Results and discussion

First, overall performance was not significantly lower in Experiment 3 compared to Experiment 2 (67% correct responses and 72% correct responses, respectively) (p = .054), although a clear trend was present. Nevertheless, the task performance in Experiment 3 differed significantly from chance level (p < .001), indicating that our participants understood and were able to complete the task although the stimuli were presented in an inverted manner.

Second, we found a significant effect of TPT (F(12, 228) = 29.472; p < .001; η 2 = .608). More importantly, the linear trend analysis was reliable (F(1, 19) = 40.023; p < .001; η 2 = .678), but it was much smaller than the TPT effect in Experiment 2 (Fig. 2a, Experiment 3). This was shown by a decreased η 2 value (Experiment 2: 0.950; Experiment 3: 0.687) and by a significant TPT (13 TPTs) × Experiment (Experiment 2, 3) interaction (F(12, 456) = 2.813; p < .05). A flatter increase in “later” responses with increasing TPT was found in Experiment 3. This indicated that the participants were less precise in judging a TPT as being earlier or later. This argues against the assumption that the task is solved by a pure visual extrapolation process because such a process can be applied to both uninverted and inverted actions equally.

The PSE in Experiment 3 was +16 ms and did not differ significantly from zero (p > .70) (Fig. 2c). Although this PSE differed descriptively from the PSE in Experiment 2 (−26 ms), there was no significant difference between both (p > .30). This is due to high variability between the participants in Experiment 3 (Fig. 2b).

The JND was 449 ms and a comparison between the JND in Experiment 2 and the JND in Experiment 3 showed a significant difference (p < .05), which supports the assumption that the simulation of inverted actions is impaired relative to the simulation of uninverted actions.

As in Experiments 1 and 2, RTs showed a significant effect of TPT (F(12, 228) = 1.915; p < .001; η 2 = .092). Again, the quadratic trend test was significant (F(1, 19) = 8.869; p < .01; η 2 = .318) (Table 1). As in Experiments 1 and 2, the RT increase in the real-time condition could be an indication of participants’ increased uncertainty.

General discussion

The present three studies aimed to investigate and quantify the time course of the mental simulation of temporally occluded actions and to explore the underlying representations in this process. Our studies provide three major findings: First, data showed a significant negative point of subjective equality (PSE), indicating that action simulation took constantly longer than the observed action itself, supporting previous results (Prinz & Rapinett, 2008). Importantly, in contrast to previous findings, our results show that the size of temporal error can be exactly estimated and the size of the temporal error is 25 ms in average.

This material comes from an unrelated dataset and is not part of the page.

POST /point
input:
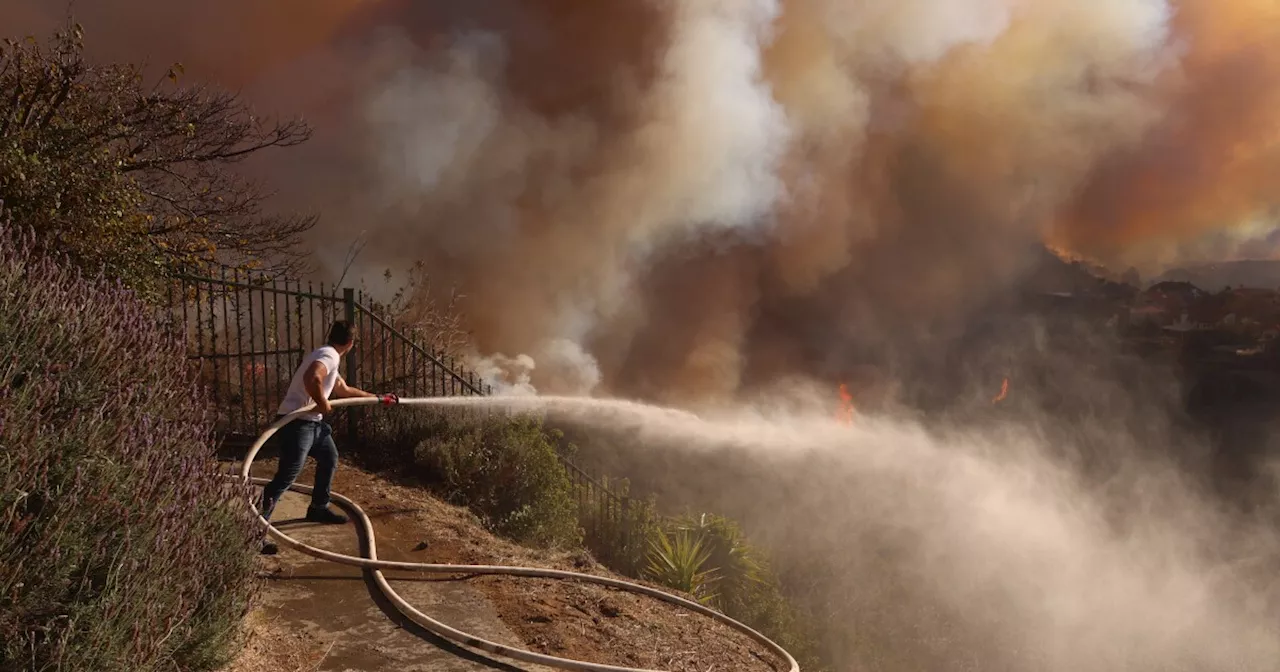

Second, comparable PSEs for short and long occlusion periods (Experiment 1: −26 ms; Experiment 2: −23 ms) were found. This supports the assumption that the temporal error arises from a stable intercept effect (rather than from a slope effect) that is not compensated by a simulation process which is faster than the observed action. The observed stable temporal error may reflect the cost of a switch from an action perception process to an action simulation process. Switching costs are stable and do not change with different occluder times.

Finally, results indicate that the prediction of inverted actions is different to the simulation of uninverted actions. The overall task performance was impaired by the inversion of the stimuli and the JND was significantly increased in inverted as compared to uninverted actions, which indicates that the participants were less sensitive to predict inverted actions. This excludes the possibility that our task is solved only by a simple visual extrapolation process, because pure visual extrapolation (i.e., tracking single dots) can be applied to both uninverted and inverted actions equally. The decrease in task performance when predicting inverted action sequences shows that pure visual extrapolation is not sufficient for solving the task. No significant PSE was present in Experiment 3 while this was the case in Experiments 1 and 2. Furthermore, the results showed a high interindividual variability. This indicates that the timing of action prediction was less systematically in inverted actions as compared to uninverted actions (Experiments 1 and 2). This finding supports the assumption that humans use not only visual representations for action simulation, but that action perception might highly involve motor representations (Calvo-Merino et al., 2005; Casile & Giese, 2006). We consider that inverted point-light stimuli should decrease the involvement of motor representations and that performance in internal action simulation should be impaired for inverted stimuli. This was exactly what our data showed. Moreover, the fact, that no significant PSE was present in inverted actions excludes the possibility that the temporal error is a pure visual effect, which should be always present when stimulus arrangements are extrapolated in space over a certain time period.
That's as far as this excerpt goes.